Vapor Pressure: For a compound at a temperature below the critical temperature ($$T_c$$), down to the triple point $$T_t$$, and further down to 0 degrees absolute ($$T_0$$), the vapor pressure defines where the compound exists in a multi-phase thermodynamic equilibrium with (a) saturated vapor and saturated liquid ($$T_t<T<T_c$$), (b) saturated vapor and saturated solid ($$0<T<T_t$$), or (c) saturated vapor, saturated liquid, and saturated solid ($$T=T_t$$). The collection of vapor pressures is called the vapor pressure curve. As temperature increases from the triple point to the critical point, the difference in equilibrium phase properties will decrease monotonically until the phase properties show no difference, and the two phases become identical at the critical point. The Gibbs chemical energy (or fugacities) of saturated phases at the vapor pressure for a given temperature will always be equal, independent of the amount of each equilibrium phase. The system volume will determine how much of each equilibrium phase exists. For a temperature on the saturated vapor-liquid curve ($$T_t<T<T_c$$)), the volume changes from its minimum value with 100% saturated liquid to a maximum value with 100% saturated vapor. The pressure will remain completely constant, equal to the vapor pressure, as volume changes from 100% saturated liquid to 100% saturated vapor. A plot of volume versus pressure will, therefore, lead to a horizontal shock line connecting the minimum and maximum saturated volumes. Interestingly, no equation of state functional form reproduces this fundamental (horizontal shock) pressure-volume behavior for any point on the vapor pressure curve (except at the critical point). Not even the behavior of a propane bottle as it empties during your grilling experience!

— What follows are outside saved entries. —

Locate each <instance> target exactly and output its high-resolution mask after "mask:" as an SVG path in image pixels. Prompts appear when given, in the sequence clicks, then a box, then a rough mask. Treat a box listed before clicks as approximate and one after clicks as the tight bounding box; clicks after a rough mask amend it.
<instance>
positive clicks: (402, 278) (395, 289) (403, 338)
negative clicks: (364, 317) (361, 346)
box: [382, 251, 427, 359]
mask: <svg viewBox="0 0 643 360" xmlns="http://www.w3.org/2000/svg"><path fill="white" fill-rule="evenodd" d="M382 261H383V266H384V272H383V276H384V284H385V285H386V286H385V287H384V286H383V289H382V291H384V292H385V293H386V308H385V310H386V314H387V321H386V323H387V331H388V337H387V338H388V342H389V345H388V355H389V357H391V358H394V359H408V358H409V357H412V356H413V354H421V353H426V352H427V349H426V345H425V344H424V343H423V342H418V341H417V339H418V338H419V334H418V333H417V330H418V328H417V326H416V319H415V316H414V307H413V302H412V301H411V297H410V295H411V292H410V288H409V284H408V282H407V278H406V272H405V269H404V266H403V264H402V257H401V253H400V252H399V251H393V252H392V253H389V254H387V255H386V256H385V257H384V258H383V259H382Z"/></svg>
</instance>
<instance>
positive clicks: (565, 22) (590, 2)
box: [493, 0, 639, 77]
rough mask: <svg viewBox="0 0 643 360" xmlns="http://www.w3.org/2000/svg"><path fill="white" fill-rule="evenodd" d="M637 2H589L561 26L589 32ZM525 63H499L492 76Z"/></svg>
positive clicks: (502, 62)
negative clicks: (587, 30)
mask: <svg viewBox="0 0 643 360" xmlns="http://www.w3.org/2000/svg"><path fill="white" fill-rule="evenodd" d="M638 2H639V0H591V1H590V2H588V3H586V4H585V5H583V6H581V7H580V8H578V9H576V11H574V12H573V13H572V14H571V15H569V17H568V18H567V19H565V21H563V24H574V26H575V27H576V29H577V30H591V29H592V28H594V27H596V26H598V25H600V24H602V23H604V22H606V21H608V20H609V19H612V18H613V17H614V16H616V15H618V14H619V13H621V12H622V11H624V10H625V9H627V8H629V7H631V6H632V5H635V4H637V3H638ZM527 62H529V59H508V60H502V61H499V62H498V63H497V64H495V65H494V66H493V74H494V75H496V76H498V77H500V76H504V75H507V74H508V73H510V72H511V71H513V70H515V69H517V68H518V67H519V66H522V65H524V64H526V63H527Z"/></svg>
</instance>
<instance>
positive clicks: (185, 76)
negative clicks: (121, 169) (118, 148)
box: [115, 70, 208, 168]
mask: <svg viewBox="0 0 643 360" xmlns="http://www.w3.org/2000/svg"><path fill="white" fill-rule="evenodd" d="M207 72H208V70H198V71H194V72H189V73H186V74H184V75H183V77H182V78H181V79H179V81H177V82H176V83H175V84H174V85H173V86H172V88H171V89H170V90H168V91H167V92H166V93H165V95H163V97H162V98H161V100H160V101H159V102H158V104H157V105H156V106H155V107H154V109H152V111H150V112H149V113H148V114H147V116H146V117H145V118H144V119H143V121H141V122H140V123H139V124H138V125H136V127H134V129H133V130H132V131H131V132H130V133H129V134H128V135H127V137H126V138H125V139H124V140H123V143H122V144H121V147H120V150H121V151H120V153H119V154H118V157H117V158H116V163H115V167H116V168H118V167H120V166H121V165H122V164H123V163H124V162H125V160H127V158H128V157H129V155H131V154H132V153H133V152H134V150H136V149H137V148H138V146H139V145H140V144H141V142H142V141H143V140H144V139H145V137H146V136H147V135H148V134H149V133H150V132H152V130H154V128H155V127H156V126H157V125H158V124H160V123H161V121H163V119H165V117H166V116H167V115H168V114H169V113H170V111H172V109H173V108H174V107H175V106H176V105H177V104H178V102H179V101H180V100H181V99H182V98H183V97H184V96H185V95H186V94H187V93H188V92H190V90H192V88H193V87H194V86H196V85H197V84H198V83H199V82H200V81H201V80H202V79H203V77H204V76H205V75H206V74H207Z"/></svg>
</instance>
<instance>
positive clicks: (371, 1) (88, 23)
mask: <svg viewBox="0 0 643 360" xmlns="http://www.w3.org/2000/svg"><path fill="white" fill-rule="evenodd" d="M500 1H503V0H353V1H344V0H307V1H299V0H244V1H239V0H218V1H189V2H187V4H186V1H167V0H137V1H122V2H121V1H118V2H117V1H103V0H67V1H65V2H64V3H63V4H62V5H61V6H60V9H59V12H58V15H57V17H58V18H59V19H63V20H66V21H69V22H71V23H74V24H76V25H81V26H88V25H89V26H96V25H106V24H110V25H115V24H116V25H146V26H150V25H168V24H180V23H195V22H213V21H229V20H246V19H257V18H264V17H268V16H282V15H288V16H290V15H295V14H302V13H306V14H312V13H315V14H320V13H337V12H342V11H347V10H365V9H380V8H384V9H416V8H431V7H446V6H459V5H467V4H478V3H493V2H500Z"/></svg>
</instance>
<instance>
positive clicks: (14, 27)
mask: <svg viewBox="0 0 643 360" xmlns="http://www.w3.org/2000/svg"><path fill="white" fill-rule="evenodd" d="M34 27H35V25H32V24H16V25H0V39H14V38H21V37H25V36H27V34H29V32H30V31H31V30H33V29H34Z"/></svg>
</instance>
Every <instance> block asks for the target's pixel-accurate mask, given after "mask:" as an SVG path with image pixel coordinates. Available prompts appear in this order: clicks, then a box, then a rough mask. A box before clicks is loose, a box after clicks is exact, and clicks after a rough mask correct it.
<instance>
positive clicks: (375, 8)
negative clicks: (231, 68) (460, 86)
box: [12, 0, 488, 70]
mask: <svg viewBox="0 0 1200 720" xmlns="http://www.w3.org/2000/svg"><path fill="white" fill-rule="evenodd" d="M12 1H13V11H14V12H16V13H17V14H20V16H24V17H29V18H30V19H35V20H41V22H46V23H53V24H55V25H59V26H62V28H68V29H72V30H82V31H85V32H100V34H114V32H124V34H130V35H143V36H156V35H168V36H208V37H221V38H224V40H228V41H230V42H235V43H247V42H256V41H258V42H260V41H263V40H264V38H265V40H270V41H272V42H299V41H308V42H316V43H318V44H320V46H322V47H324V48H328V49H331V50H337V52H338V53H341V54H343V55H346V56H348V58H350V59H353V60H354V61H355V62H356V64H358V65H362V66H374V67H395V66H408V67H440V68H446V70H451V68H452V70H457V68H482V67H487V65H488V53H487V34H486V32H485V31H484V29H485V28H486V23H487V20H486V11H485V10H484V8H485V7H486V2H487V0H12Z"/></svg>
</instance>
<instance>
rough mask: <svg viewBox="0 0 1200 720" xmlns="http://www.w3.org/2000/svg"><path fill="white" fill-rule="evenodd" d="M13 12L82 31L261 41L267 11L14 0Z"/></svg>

Volatile Organic Compounds (VOC): Light hydrocarbon components from methane through decane (<$$C_{15}$$), including aromatic BTEX compounds that can be released from crude oil during storage and transportation. VOC losses to the atmosphere are mainly due to interaction of the crude oil with the surrounding atmospheric vapor (air, nitrogen, hydrocarbons), where thermodynamic equilibrium partially vaporizes the crude oil under the influence of changes in temperature, pressure, and surrounding-gas composition. VOC is defined by the US Environmental Protection Agency (EPA) as any compound of carbon, excluding carbon monoxide, carbon dioxide, carbonic acid, metallic carbides or carbonates, and ammonium carbonate, which participates in atmospheric photochemical reactions.
Watson Characterization Factor (UOPK): A characterization factor $$K_w≡T_b^{1/3}/\gamma$$, where normal boiling point Tb is given in °R, and $$\gamma$$ is the liquid specific gravity at 1 atm and 60°F. The Watson characterization factor is low (8-9) for aromatic compounds and high (12-13) for n-alkane or paraffin compounds. $$K_w$$ can be used for pure compounds or mixtures that exist as a liquid at 1 atm and 60°F (i.e. with a normal boiling point >60°F). The Watson factor of a surface oil mixture, distillation cuts, or heptanes-plus fractions will indicate an average relative paraffinicity / aromaticity, typically $$K_w=11.5 \to 12.2$$ for most surface oils worldwide, with “low” (<11) values for aromatic oils, and “high” (>12.5) values for paraffinic oils. Watson worked for Universal Oil Products when he proposed this characterization factor in 1935, and it is often referred to as UOPK or UOP K.
Z-factor: Z≡pV/(nRT), a dimensionless variable. Most commonly used to express the deviation of gas volumetric behavior from that of ideal gas. Also used in EOS calculations to solve for the volume of all (gas and liquid) phases. Various names are used for the Z-factor, including the most common, “gas deviation factor” (from ideal gas behavior).